The National Collegiate Athletic Association behaves monopsonistically in forbidding its member colleges and universities to pay its athletes. Although cartels, including monopsonistic ones, are generally deemed to be illegal per se under American antitrust law, the NCAA’s monopsonistic behavior has thus far not been successfully challenged. The justification that the NCAA offers—that collegiate athletes are students and would be corrupted by being salaried—coupled with the fact that the members of the NCAA, and the NCAA itself, are formally not-for-profit institutions, have had sufficient appeal to enable the association to continue to impose and enforce its rule against paying student athletes, and a number of subsidiary rules designed to prevent the cheating by cartel members that plagues most cartels.

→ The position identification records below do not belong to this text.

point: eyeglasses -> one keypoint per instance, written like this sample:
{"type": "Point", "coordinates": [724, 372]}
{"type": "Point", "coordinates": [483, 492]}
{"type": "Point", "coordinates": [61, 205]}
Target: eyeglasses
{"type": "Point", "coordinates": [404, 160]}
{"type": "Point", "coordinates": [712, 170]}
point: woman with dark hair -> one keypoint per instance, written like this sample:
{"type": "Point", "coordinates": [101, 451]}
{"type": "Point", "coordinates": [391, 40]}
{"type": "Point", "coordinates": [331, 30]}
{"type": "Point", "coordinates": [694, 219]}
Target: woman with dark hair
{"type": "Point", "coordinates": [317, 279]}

As Becker points out, were it not for the monopsonistic rule against paying student athletes, these athletes would be paid; the monopsony transfers wealth from them to their “employers,” the colleges. A further consequence is that college teams are smaller and, more important, of lower quality than they would be if the student athletes were paid.
One might ask why colleges choose to collude on the student athlete dimension rather than on some other dimension, such as tuition—agreeing to minimum tuition levels, or maximum scholarships. The answer I think lies in my earlier point—the “justification” (specious though it may be) that paying student athletes would corrupt the educational process, an argument that draws on a tradition of admiration for amateurism even in adult athletic competition, as in tennis until 1968. Efforts to fix the price for a college education would encounter sharper antitrust challenges—and indeed the Ivy League schools were forced by antitrust litigation to drop their attempt to limit competition in scholarship aid, a form of price fixing—in effect colluding on tuition discounts, which is what a scholarship is.

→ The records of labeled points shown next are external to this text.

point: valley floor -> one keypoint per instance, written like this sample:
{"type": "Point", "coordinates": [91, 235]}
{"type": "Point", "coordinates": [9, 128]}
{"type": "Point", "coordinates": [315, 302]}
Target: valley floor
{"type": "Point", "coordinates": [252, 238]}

College athletics would be less profitable for colleges if the student athlete market were competitive. If permitted, colleges would continue to agree to limit recruitment of athletes who could not satisfy degree requirements and to require athletes to attend classes and thus be bona fide students, because otherwise competition for the best athletes would tend to eliminate the “student athlete”; college teams would be largely composed of athletes who had no interest in or capacity to obtain a college education; awarding them a degree would be meaningless. The college would be engaged in a business unrelated to its academic mission and would thus have to pay taxes on its teams’ earnings. Worse, alumni donations to their alma mater, which are stimulated by the success of the college’s teams, would wilt if the teams were composed of non-students. If the University of Chicago bought the Chicago Bears, and renamed the team the University of Chicago Bears, would alumni of the University of Chicago write bigger checks to the University?
For similar reasons, I don’t think eliminating the rule against paying student athletes would result in their being paid actual salaries. The concept of a student who is also a professional athlete would trouble alumni. I expect that instead the student athletes would receive exceptionally generous scholarships—scholarships that would yield more than the full cost of tuition and living expenses. But the sky would not be the limit, since, facing higher labor costs, college teams would be less lucrative.

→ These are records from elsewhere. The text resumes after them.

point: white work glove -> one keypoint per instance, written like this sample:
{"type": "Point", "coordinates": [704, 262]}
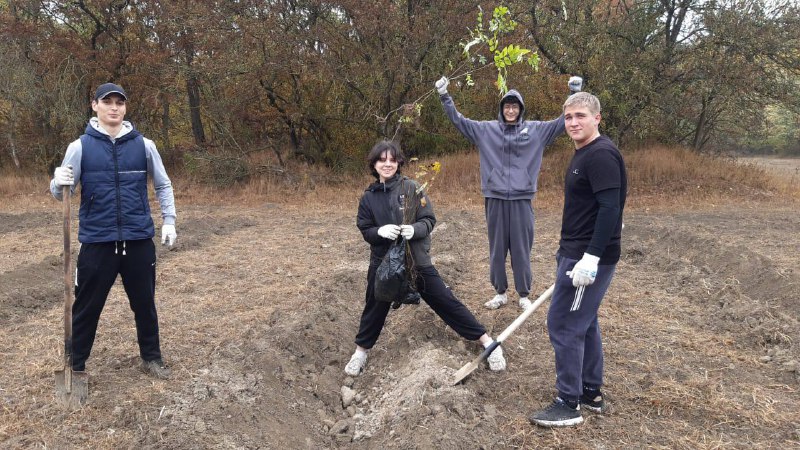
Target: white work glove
{"type": "Point", "coordinates": [407, 231]}
{"type": "Point", "coordinates": [390, 231]}
{"type": "Point", "coordinates": [63, 176]}
{"type": "Point", "coordinates": [585, 270]}
{"type": "Point", "coordinates": [575, 84]}
{"type": "Point", "coordinates": [441, 85]}
{"type": "Point", "coordinates": [168, 235]}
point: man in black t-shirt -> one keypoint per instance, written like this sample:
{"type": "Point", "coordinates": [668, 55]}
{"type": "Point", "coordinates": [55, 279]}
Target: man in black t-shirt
{"type": "Point", "coordinates": [594, 198]}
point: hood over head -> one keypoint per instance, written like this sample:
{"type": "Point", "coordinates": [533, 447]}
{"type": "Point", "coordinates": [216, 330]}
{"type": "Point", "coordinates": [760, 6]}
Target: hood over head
{"type": "Point", "coordinates": [512, 96]}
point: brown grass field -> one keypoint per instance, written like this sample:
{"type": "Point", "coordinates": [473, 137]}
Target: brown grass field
{"type": "Point", "coordinates": [259, 304]}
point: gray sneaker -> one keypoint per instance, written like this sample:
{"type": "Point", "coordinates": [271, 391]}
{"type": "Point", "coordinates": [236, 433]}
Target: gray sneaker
{"type": "Point", "coordinates": [558, 414]}
{"type": "Point", "coordinates": [156, 369]}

A possible legal complication in repealing the rule against athlete salaries would be the salary disparity between male and female college athletes. The only really lucrative college sports are football, a male sport, and men’s basketball. Competitive salaries for college football and basketball players would vastly exceed those for other sports, including women’s sports. Paying lower salaries to women athletes could invite challenges under Title IX of the Education Amendments of 1972, which among other things forbids sex discrimination in education that receives federal subsidies.
The strongest argument against eliminating the NCAA cartel is that it would make colleges and universities poorer, and this would be a social loss if one assumes (plausibly) that higher education creates external benefits. Of course the government could replace the lost revenues with subsidies financed by taxes. But while monopsony is inefficient, tax increases create distortions similar to those created by monopoly and monopsony.